Direct China-Darwin flights on the horizon
Direct flights from China to the Northern Territory could begin in a matter of months as part of the government's aim to double the number of visitors from the region within two years.
Shenzhen-based Donghai Airlines has applied for a permit to fly to Darwin through China's Civil Aviation Administration, which NT Tourism Minister Lauren Moss says is the result of years of lobbying on both sides of politics.
Minister Moss said she had productive talks with the airline during a recent trip to China, but stressed there's many more hurdles to overcome before planes land on the Darwin tarmac.
The company has applied to begin three flights per week from September, which may include a passenger or freight service.
"While this is the first step of an extensive process prior to the commencement of any service.

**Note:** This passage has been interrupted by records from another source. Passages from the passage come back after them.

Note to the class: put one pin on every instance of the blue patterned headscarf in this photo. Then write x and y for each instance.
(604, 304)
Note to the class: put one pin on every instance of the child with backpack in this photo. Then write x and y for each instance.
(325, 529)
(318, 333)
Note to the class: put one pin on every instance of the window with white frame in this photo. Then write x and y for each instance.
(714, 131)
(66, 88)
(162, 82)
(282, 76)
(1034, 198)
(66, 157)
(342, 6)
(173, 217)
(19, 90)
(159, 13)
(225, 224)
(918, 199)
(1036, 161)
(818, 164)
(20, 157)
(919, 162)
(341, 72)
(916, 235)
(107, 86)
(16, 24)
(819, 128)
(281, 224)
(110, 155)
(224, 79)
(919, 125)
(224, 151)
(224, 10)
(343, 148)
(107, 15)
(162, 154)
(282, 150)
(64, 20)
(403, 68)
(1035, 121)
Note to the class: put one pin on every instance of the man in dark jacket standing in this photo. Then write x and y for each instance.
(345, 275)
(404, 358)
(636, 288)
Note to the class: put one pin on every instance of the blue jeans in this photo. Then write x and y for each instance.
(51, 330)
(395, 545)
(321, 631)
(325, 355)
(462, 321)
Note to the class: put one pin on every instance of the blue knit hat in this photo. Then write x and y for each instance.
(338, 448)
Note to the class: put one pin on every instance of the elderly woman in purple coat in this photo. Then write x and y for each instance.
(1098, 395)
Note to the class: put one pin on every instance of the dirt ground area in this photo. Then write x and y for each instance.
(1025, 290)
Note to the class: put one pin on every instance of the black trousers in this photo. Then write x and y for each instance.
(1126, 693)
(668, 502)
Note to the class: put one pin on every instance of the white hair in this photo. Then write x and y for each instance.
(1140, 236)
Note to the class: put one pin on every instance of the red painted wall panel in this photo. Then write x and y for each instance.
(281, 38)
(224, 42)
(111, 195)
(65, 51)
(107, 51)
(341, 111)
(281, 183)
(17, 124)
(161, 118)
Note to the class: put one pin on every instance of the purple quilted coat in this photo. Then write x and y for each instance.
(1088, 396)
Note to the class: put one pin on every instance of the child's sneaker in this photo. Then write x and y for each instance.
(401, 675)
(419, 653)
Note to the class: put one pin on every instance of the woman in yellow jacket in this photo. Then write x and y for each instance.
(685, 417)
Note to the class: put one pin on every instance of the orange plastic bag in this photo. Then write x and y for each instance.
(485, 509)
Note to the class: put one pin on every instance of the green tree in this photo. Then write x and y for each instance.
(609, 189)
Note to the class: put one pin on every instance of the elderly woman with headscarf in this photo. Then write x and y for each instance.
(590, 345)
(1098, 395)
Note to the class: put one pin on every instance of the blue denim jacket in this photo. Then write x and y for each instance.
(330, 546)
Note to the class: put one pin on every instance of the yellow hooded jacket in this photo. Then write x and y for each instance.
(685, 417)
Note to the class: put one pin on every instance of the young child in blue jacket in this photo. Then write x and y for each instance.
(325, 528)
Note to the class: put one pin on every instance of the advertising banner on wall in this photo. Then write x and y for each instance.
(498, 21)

I am looking forward to further talks with Donghai Airlines and will continue to promote Darwin and the NT to potential new carriers," Ms Moss said.
The Gunner government hopes to attract 30,000 annual visitors from Greater China to the NT by 2020, with an estimated expenditure of $46 million.
The NT drew 15,000 visitors from the region in 2016, up 18 per cent on the previous year.
Last year, China was Australia's second largest inbound market for visitor arrivals, after New Zealand, and the largest market for total expenditure and visitor nights.
Nineteen Top End tourism operators have completed a China-ready training course under Labor's two-year $5 million package aimed at boosting visitor numbers from China and India.
One participant was Darwin's Palms City Resort and manager Melanie Lewis says she took part because of the growth potential of Chinese visitor numbers.
Ms Lewis said it advised her hotel on providing translated tourism material and other cultural considerations.
The program will be offered to tourism businesses in Central Australia next year.
In May, 40 Mandarin-speaking tour guides from across Australia also completed their Kakadu Knowledge for tour guides certification, allowing them to lead groups into the national park.
Tourism pumps close to $2 billion into the Territory economy every year and provides employment, directly or indirectly, for more than 15,000 people.
The industry took a hit last month after Malaysia Airlines cancelled its direct service between Darwin and Kuala Lumpur.